Swine Flu Symptoms
Professor Tomas Aubrey was talking exclusively to DSS about the spread of Swine Flu here in the UK.

"For example," said Professor Aubrey, "a child contracts swine flu in Aberdeen, and passes it on to another child by attacking and biting the other child. Soon, that child begins to vomit blood from the eyes, and the eye-blood vomit can also pass on the virus. Suddenly, all of Scotland is dead. That's pretty much the science of it."


Aubrey
says that everyone inside the W.H.O agrees that once swine flu has decided to pursue humanity, "nothing can stop its hunger from devouring all human flesh on Earth."

When pressed, Aubrey clarified that the virus does not actually eat human flesh, "but it might as well."

A woman I bumped into in the street said, "My husband and I make over £250,000 a year, and even our son has the swine flu," said one tearful mother from Edinburgh,"It just goes to show you that it can happen to anyone."

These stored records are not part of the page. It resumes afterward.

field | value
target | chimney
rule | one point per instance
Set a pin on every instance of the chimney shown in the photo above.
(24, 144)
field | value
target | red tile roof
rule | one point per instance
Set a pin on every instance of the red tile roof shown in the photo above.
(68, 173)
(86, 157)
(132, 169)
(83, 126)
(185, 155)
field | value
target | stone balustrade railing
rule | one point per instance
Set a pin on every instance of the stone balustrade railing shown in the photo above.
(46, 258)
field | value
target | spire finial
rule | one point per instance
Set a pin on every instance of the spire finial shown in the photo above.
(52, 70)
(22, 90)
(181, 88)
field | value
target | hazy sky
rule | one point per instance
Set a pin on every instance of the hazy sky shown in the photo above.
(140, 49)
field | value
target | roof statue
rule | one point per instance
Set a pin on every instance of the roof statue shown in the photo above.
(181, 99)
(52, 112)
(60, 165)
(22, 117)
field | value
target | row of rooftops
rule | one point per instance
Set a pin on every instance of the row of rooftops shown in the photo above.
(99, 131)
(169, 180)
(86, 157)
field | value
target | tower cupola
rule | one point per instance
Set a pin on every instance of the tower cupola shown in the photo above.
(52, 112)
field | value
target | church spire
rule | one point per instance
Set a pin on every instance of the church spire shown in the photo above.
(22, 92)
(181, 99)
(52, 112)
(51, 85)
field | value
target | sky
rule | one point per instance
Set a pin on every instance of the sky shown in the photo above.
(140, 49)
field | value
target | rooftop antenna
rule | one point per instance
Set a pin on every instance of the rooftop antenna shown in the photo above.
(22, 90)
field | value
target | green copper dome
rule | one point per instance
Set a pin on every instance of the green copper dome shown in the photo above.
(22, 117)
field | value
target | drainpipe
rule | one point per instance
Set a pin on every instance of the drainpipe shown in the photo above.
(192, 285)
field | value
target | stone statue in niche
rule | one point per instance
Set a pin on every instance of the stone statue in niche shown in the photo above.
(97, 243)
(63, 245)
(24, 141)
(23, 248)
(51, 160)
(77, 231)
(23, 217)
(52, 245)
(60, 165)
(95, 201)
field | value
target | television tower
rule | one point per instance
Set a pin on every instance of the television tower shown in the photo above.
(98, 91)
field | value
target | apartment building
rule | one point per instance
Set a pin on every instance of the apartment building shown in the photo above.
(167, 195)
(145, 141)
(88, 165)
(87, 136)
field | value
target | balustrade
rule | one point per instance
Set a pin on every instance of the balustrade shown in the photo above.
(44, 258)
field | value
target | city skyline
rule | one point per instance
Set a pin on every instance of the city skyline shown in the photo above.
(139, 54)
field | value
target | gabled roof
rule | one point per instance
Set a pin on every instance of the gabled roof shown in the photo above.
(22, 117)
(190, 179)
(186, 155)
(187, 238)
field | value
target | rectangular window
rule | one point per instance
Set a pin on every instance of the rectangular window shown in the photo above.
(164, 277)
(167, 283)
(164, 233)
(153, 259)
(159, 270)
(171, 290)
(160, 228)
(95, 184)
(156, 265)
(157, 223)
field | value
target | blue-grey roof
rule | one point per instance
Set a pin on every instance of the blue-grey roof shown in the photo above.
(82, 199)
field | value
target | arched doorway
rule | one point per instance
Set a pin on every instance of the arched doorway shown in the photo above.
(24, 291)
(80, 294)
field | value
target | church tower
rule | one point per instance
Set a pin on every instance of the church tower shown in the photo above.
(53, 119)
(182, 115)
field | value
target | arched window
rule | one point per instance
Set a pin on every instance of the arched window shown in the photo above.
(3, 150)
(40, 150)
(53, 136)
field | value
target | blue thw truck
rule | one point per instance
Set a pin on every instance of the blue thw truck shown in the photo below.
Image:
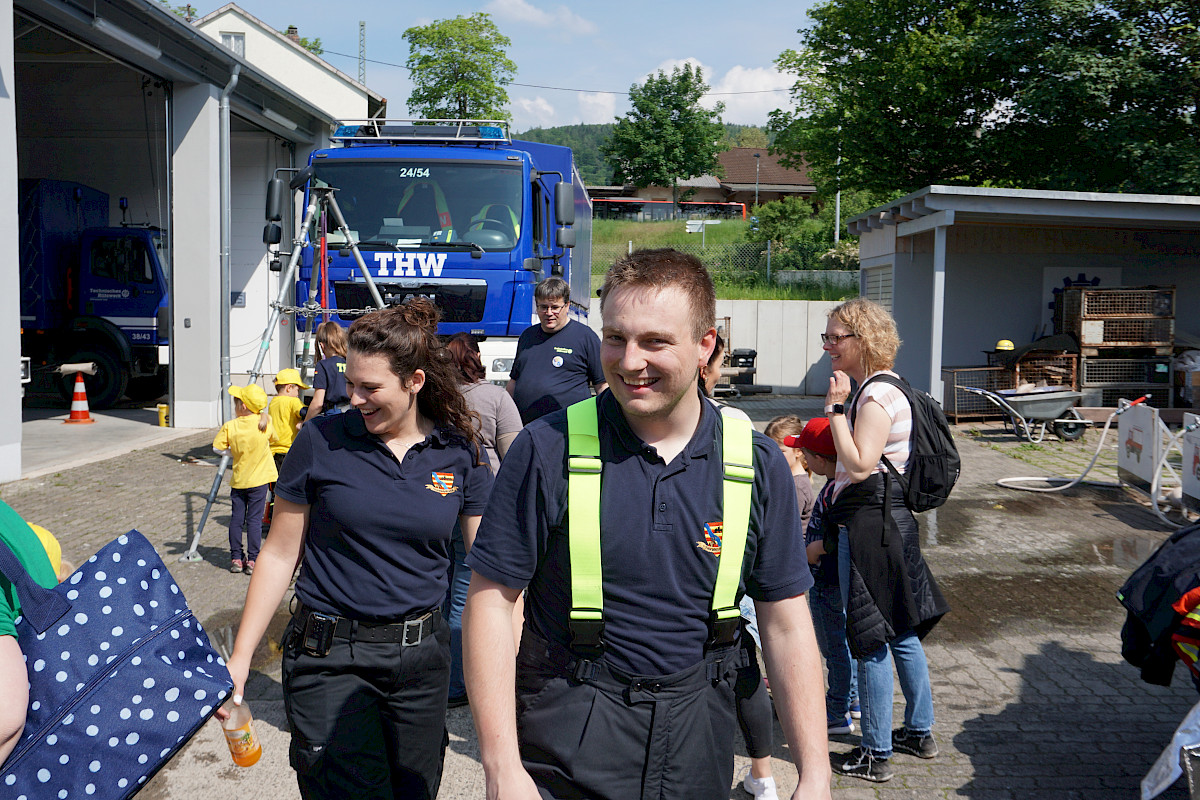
(454, 210)
(90, 292)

Her son is expected to make a full recovery, but will live the rest of his life with a complete immunity to future swine flu outbreaks.

Nonetheless, it appears that most of the country and almost certainly you is headed for a bleak future. Aubrey detailed what UK residents may expect in the near future.

"First we'll lose the cities," he said. "Glasgow, London, Birmingham. Then the flu will hit the schools, killing off our children. Once the urban areas have been ravaged by the walking dead, and looted by Chavs, the suburbs will be hit. Eventually, all human life will be snuffed out, and the virus will jump to the next most delicious meat.
Probably Whales."

Many Brits expressed outrage that it turned out to be swine flu, not the popular, yet ineffective avian flu from distant past, which will bring about the apocalypse.

"We were told for years, 'Not enough flu vaccines for bird flu!' or 'More People in China died from bird flu,’” said Brighton resident Mick Swaffer. "And now it's 'swine flu' this and 'pig what ever’? These scientists should get real jobs."